Lalu ada Muhammad Thohir (79), yang tinggal tidak jauh dari rumah Habib Rizieq di Jakarta, ketua kelompok garis keras Front Pembela Islam, yang saat ini berada di pengasingan di Arab Saudi.
Daerah tersebut jatuh ke tangan Pak Joko pada tahun 2014. Mereka memilih Anies Baswedan daripada Basuki sebagai Gubernur Jakarta pada tahun 2017, dan memilih Joko lagi pada hari Rabu.
Semua ini terjadi meskipun ada peningkatan sentimen keagamaan yang disebabkan oleh persidangan penodaan agama yang dilakukan Basuki. Pada akhirnya, para pemilih di sini tidak terkejut dengan kedekatan Pak Joko dengan Pak Basuki dan tetap setia bersamanya.
Muhammad, yang terakhir kali memilih Prabowo, menyesalkan hilangnya kesempatan untuk menggulingkan Joko.
“Saya berharap kita akan mengganti presiden,” kata Muhammad.
“Ada sekolah Kristen dan banyak (etnis) Tionghoa di sini,” kata Muhammad, menjelaskan kemenangan Joko di lingkungan tersebut.

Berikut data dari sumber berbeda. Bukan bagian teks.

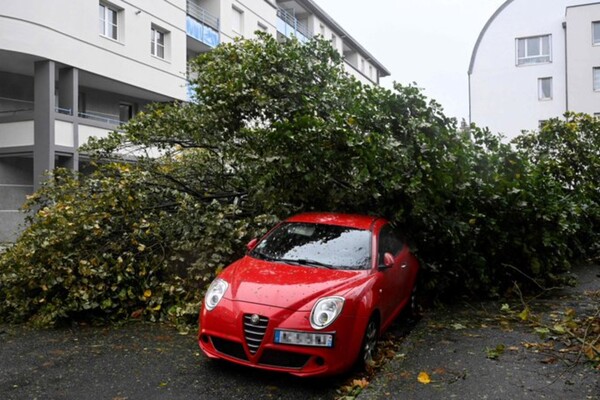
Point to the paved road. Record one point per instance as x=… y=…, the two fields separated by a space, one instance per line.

Namun di Tanjung Duren, sebelah barat kota, menuju bandara, etnis Tionghoa tetap mendukung Presiden Joko Widodo bahkan setelah ia mengundurkan diri. dukungan kepada Pak Basuki, seorang Kristen keturunan Tionghoa. Pak Basuki itu dibebaskan dari penjara pada bulan Januari setelah menjalani sebagian besar hukuman dua tahunnya karena menghina Al-Quran.

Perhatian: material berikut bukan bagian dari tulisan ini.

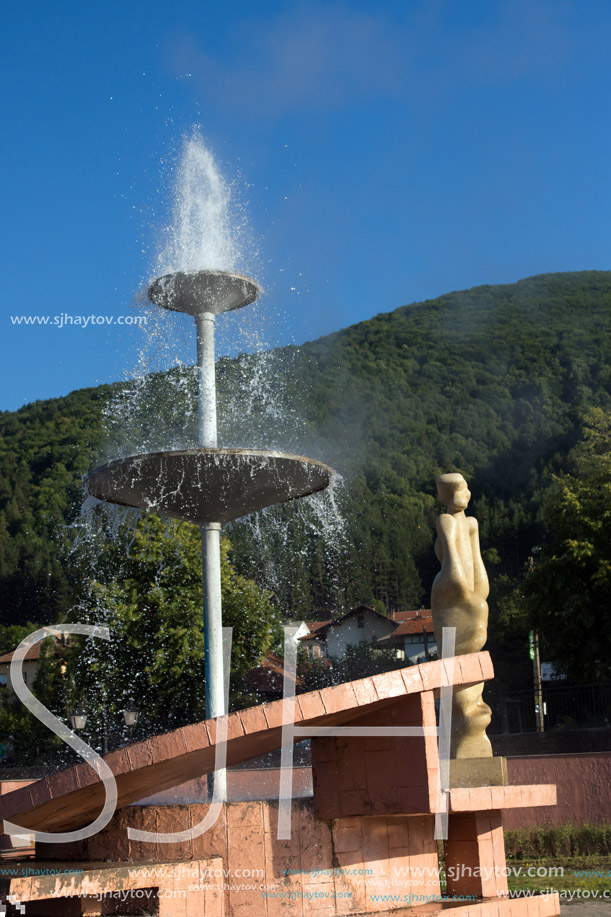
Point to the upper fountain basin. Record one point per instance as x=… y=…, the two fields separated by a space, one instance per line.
x=195 y=292
x=207 y=485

Tuan itu. Ma’ruf saat sidang penodaan agama terhadap Pak. Basuki bersaksi, bukan Pak. Pamor Joko di kalangan pemilih di sini tidak terpengaruh.
“Kami berharap Ma’ruf dapat membantu menenangkan umat Islam yang lebih ekstrem sehingga Jokowi dapat memperbaiki infrastruktur,” kata Pauline Liongosari, manajer merek di konglomerat produk konsumen besar, yang merupakan etnis Tionghoa.

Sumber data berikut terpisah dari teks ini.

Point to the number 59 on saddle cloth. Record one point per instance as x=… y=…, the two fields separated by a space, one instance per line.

Suami Pauline, Kris Antoni, seorang pengembang perangkat lunak game berusia 33 tahun, berharap lima tahun ke depan akan membawa hal yang sama.
Industri hiburan telah berkembang pesat di bawah kepemimpinan Presiden Joko Widodo, yang telah meningkatkan jumlah investor di industri hiburan. Hal ini jauh berbeda dengan keadaan satu dekade yang lalu, ketika pejabat pemerintah melecehkan dia dan etnis Tionghoa lainnya untuk mendapatkan suap guna memproses permohonan dokumen identitas.
“Korupsinya berkurang,” kata Kris.
“Tentu saya ingin Jokowi menang. Kami sudah melihat adanya peningkatan.”